Apple claims 650 million active App Store users while Google claims 2.5 billion active users. That makes the global ratio closer to 4x Android. […]
The ratio between revenues has kept remarkably steady, with 2016 revenues at a Apple:Google ratio of 29:15 (1.93) and 2022 at a ratio of 81:42 (1.93) […]
Thus we can compare the app revenue per user of the two platforms by dividing global revenue number by the global user numbers.
That equates to a monthly revenue per user of $10.40 for iPhone users, and $1.40 for Android users. And that doesn’t include subscriptions to Apple services!
So the picture becomes clearer.
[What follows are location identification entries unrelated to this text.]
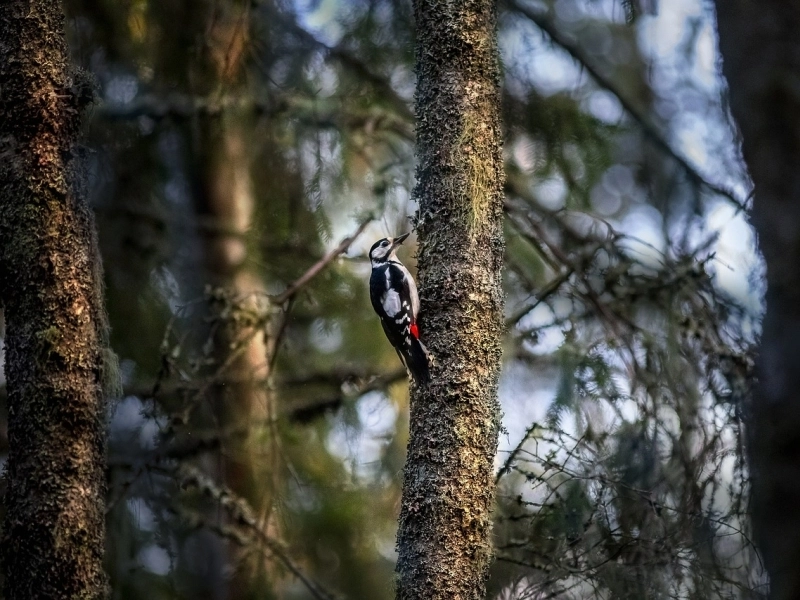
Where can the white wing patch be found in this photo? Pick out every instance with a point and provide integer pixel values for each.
(391, 302)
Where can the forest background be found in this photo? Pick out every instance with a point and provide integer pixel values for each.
(242, 157)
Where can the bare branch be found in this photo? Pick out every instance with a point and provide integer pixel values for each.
(317, 268)
(545, 23)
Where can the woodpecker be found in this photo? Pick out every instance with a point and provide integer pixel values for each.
(395, 299)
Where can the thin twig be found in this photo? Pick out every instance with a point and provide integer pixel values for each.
(315, 269)
(547, 25)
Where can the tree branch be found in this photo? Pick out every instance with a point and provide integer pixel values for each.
(546, 24)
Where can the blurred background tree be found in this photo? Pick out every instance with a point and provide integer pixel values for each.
(244, 155)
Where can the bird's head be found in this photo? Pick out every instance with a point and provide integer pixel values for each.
(384, 250)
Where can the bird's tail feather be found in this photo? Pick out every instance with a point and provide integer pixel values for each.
(417, 360)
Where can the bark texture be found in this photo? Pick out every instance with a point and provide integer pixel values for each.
(444, 540)
(760, 47)
(53, 534)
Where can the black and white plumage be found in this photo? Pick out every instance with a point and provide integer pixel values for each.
(394, 297)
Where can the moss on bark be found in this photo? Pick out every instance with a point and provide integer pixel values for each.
(444, 540)
(760, 49)
(50, 286)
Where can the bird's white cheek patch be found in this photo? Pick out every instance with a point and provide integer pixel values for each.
(391, 303)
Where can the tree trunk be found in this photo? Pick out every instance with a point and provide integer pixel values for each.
(445, 521)
(50, 285)
(761, 52)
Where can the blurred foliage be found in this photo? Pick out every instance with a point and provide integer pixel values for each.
(630, 482)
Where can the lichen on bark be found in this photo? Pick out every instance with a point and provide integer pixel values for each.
(56, 333)
(444, 545)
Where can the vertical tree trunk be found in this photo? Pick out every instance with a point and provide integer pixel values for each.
(760, 47)
(53, 534)
(445, 522)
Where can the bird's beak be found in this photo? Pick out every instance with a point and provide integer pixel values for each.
(400, 239)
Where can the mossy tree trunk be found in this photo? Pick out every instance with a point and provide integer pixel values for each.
(760, 47)
(53, 533)
(444, 540)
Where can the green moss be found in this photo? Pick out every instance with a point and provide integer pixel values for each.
(47, 341)
(477, 171)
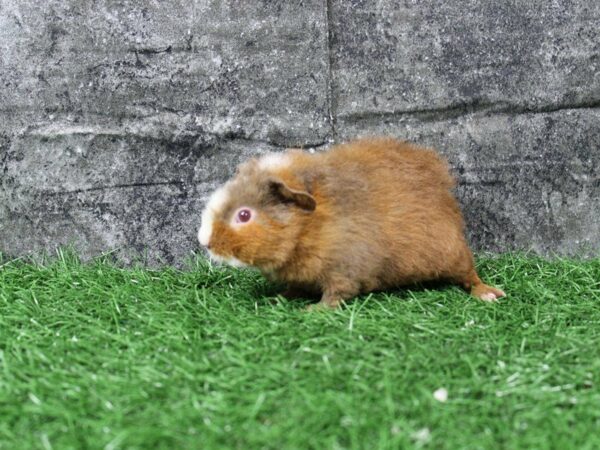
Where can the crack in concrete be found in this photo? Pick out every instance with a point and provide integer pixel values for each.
(331, 100)
(463, 109)
(115, 186)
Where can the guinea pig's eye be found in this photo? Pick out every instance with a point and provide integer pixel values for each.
(243, 215)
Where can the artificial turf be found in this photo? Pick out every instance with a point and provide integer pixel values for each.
(97, 356)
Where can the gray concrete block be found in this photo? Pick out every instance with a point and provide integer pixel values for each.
(117, 119)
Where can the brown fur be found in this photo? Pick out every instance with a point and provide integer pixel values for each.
(384, 217)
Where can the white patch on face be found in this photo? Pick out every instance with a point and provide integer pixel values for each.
(216, 201)
(274, 161)
(234, 262)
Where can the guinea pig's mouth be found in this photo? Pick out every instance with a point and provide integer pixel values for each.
(229, 260)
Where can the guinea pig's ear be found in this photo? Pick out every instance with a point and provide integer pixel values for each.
(300, 198)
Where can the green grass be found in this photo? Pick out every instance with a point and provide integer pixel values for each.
(97, 356)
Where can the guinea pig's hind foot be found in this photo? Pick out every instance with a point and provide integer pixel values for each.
(486, 293)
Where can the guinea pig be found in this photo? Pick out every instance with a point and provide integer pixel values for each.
(368, 215)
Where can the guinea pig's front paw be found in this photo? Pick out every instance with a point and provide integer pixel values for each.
(324, 306)
(487, 293)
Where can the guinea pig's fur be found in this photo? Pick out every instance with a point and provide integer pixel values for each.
(367, 215)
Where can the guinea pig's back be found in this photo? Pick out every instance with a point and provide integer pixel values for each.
(402, 202)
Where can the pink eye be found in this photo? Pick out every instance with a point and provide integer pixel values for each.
(243, 215)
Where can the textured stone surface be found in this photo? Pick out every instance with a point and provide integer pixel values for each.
(118, 118)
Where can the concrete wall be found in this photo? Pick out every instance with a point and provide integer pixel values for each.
(117, 118)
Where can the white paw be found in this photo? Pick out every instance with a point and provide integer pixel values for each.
(488, 297)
The iPhone customer is 7.4 times more valuable [to developers] than the Android customer.
Dediu sees big bucks in Vision Pro apps
Dediu also expresses his optimism toward Vision Pro, suggesting that this could generate 10 times the income.
As we look forward to Spatial Computing, the idea of increasing that spend from $10/month for a small glass rectangle in your palm to perhaps $100/month for an immersive 360-degree 3D experience does not sound too crazy.
That seems more of a stretch to me, even among people paying upwards of $3,500 for the headset. But he’s certainly right that key to all of this is attracting those customers willing to spend the most on apps, and Apple has an enviable track record of doing just that.